In representative democracies, the people have to make a lot of noise to “convince” (scare, really) the politicians into action. However, the politicians in representative democracies can not be forced to act, there is no mechanism for the people to impose their will on the executive and the legislative. The ruling politicians may calculate that other issues will come up before the next election. It can also happen that, even it those in power decide to act to please the protesters, by election time, another party may win and the whole process has to start all over again; the Swiss can act on the specific issue, and it does not matter if at election time another party wins; the referendum has to be carried out just the same and the results are equally binding.

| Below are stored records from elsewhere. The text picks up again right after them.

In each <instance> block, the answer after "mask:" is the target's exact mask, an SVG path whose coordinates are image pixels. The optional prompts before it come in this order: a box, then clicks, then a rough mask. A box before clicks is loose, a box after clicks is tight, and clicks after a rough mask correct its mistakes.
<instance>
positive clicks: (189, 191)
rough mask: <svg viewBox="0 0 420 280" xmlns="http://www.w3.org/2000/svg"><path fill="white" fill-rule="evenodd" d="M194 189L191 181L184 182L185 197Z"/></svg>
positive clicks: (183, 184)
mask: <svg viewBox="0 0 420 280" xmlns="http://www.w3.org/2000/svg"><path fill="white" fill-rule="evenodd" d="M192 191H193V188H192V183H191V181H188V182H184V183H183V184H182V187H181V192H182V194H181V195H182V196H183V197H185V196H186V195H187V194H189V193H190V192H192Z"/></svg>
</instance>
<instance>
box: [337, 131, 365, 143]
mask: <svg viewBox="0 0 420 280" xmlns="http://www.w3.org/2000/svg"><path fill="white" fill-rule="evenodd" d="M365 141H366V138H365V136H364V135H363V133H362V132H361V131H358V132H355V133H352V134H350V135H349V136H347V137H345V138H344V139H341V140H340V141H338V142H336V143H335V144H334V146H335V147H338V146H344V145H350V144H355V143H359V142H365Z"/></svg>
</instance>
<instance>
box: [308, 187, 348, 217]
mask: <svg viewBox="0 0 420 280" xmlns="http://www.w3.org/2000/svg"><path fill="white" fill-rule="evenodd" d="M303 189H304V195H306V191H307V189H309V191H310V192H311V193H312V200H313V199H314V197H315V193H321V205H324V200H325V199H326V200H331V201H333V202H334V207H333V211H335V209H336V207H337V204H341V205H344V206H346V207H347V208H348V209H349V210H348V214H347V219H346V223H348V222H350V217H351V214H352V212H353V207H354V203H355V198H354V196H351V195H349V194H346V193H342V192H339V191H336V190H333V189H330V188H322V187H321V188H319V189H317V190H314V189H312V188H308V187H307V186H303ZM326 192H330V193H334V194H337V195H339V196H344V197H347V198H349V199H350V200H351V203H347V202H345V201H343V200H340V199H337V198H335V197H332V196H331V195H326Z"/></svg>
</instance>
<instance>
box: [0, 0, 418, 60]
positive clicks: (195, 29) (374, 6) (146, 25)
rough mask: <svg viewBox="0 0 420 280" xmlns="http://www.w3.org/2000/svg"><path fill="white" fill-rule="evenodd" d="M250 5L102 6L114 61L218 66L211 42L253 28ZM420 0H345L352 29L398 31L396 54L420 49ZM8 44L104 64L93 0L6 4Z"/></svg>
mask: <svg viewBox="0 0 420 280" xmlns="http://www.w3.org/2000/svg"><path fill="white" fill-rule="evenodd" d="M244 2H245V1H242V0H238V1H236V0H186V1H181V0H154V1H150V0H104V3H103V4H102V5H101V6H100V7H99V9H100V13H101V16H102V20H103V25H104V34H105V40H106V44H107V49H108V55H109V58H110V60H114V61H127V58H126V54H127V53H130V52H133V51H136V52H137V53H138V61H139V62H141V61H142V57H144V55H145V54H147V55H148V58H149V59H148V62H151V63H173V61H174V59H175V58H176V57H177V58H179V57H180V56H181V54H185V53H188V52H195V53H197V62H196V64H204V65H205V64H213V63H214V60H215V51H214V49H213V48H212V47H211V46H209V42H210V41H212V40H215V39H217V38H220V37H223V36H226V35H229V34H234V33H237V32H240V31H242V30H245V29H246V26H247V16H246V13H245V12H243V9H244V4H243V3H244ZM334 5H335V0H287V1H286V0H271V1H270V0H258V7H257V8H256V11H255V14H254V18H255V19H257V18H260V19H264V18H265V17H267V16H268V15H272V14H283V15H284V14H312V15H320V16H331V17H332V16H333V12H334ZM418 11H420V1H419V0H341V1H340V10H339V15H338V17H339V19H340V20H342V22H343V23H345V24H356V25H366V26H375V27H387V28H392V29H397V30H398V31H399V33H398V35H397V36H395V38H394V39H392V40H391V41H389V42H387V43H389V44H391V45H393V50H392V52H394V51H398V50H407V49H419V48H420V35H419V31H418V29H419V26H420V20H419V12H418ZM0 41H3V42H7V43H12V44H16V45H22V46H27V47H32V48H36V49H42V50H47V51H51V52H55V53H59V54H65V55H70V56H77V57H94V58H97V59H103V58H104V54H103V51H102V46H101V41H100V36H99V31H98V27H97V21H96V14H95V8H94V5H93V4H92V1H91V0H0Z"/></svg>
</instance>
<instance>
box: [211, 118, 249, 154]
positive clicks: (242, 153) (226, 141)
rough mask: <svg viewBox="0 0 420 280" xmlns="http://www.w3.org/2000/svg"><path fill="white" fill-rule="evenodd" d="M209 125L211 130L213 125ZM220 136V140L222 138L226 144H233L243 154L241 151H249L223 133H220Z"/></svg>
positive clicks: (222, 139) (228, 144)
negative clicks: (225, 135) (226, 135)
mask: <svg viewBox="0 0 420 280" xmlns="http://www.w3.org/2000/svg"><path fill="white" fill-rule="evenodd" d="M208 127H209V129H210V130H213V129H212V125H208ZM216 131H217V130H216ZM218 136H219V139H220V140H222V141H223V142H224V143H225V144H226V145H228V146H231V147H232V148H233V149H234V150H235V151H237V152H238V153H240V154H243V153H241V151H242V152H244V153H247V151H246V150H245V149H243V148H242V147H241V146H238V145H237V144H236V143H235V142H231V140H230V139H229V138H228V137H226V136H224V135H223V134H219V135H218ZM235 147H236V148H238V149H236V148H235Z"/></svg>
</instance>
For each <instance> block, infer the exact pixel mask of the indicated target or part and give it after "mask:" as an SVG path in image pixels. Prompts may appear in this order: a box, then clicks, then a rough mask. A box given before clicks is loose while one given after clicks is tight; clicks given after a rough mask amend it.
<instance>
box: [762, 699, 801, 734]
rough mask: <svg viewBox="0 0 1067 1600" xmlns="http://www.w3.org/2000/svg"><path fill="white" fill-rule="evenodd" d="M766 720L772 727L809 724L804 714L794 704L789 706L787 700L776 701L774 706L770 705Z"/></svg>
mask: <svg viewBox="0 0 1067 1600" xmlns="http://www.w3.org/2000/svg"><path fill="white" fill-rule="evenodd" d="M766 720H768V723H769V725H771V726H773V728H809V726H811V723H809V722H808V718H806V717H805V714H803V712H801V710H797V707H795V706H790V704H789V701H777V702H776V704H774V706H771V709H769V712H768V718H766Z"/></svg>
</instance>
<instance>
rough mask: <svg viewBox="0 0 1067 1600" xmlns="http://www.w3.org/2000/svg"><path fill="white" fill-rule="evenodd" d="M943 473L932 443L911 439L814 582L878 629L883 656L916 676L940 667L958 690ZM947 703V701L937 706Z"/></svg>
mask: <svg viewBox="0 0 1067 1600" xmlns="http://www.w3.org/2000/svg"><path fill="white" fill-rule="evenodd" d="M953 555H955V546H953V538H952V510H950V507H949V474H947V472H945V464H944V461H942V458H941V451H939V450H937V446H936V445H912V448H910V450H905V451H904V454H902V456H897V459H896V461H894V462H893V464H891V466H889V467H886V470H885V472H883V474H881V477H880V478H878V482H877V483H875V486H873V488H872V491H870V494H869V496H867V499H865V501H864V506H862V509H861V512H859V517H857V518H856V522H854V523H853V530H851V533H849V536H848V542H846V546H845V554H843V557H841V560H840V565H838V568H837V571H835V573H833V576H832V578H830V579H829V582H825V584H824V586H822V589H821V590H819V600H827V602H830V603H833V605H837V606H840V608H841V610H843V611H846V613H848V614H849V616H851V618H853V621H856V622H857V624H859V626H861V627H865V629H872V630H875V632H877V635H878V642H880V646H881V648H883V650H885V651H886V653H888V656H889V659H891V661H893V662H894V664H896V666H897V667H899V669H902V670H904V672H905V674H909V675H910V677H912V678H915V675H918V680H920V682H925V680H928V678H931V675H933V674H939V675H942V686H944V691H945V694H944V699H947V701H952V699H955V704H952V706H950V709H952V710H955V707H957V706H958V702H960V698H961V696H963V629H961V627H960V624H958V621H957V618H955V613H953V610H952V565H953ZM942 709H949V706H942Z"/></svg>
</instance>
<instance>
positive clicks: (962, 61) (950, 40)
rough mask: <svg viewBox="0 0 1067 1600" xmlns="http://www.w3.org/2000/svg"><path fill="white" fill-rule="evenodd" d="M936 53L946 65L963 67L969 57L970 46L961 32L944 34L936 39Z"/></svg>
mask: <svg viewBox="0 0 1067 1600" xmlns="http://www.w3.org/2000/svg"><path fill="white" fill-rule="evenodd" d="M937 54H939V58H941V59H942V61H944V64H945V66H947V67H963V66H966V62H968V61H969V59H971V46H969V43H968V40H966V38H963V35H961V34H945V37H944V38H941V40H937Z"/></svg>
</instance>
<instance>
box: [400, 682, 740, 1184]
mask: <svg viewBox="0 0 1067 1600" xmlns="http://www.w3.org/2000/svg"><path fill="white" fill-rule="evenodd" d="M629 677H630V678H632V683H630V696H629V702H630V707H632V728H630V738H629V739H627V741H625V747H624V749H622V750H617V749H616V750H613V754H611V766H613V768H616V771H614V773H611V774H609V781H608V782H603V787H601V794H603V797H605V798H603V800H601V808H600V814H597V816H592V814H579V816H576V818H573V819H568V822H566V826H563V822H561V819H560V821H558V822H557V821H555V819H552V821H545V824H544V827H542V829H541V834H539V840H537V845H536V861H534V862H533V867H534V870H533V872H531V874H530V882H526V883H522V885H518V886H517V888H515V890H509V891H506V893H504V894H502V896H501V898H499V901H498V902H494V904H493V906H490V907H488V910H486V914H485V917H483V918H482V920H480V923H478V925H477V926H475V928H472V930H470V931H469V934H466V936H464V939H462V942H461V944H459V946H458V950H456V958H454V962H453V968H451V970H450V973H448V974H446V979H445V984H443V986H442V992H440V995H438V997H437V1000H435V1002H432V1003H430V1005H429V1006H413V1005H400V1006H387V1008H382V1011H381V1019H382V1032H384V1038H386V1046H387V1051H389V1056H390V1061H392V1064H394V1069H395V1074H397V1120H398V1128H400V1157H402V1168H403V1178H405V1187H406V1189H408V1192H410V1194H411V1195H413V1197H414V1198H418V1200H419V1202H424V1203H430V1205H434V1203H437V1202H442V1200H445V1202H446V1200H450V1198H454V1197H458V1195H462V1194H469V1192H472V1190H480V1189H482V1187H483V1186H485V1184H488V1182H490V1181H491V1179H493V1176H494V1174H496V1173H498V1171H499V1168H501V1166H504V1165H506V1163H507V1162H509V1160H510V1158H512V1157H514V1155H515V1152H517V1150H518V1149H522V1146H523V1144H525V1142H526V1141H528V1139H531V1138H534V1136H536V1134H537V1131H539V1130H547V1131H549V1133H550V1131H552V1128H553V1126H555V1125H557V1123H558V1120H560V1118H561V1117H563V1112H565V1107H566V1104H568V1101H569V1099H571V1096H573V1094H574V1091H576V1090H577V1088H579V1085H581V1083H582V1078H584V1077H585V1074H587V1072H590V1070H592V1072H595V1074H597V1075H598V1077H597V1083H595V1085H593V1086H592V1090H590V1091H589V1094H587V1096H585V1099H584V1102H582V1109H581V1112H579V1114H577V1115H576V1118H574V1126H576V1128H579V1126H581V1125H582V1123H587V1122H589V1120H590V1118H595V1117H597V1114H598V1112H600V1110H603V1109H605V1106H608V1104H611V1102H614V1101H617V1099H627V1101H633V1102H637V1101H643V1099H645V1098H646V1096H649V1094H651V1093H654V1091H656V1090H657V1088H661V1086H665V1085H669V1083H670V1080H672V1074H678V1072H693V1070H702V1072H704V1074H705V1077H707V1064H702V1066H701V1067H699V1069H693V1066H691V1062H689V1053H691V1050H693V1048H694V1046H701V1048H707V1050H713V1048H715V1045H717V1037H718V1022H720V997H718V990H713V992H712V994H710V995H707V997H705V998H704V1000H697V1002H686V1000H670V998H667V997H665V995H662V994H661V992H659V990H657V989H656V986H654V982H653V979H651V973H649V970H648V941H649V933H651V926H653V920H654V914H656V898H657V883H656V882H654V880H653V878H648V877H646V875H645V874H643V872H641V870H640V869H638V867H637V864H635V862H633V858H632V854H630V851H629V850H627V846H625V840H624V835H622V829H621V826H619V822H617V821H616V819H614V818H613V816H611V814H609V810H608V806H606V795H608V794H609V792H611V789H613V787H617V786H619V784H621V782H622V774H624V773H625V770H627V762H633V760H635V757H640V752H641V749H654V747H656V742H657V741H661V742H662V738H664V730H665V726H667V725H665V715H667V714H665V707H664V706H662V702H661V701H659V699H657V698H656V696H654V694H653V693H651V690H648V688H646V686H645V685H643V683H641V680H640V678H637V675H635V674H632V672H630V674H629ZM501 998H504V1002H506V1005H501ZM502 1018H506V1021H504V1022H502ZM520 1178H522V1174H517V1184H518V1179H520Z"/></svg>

So why you can not organize in your country binding referendums like the Swiss do? I believe it is because most people do not know about direct democracy. They do not know that itb gives them more power and that it works better than representative democracy. They do not know because in the schools, in the media and, perticularly, the politicians themselves, progressive or conservative do not want to give up their power, which is the major thing direct democracy requires. All they hear is generalities about “our great constitution”, as if it was a document for eterenity. The Swiss modify their constitution regularly, that is how they introduced direct democracy in 1867. Before then, Swiss politicians (representative democracy) did not want direct democracy either!

In my twitter and facebook conversations I notice how many ordinary people just do not know what direct democracy is. Some even believe it is mob rule, such is the degree of misinformation! No mob rule in Switzerland, just rational, calmly debated referendums and votes.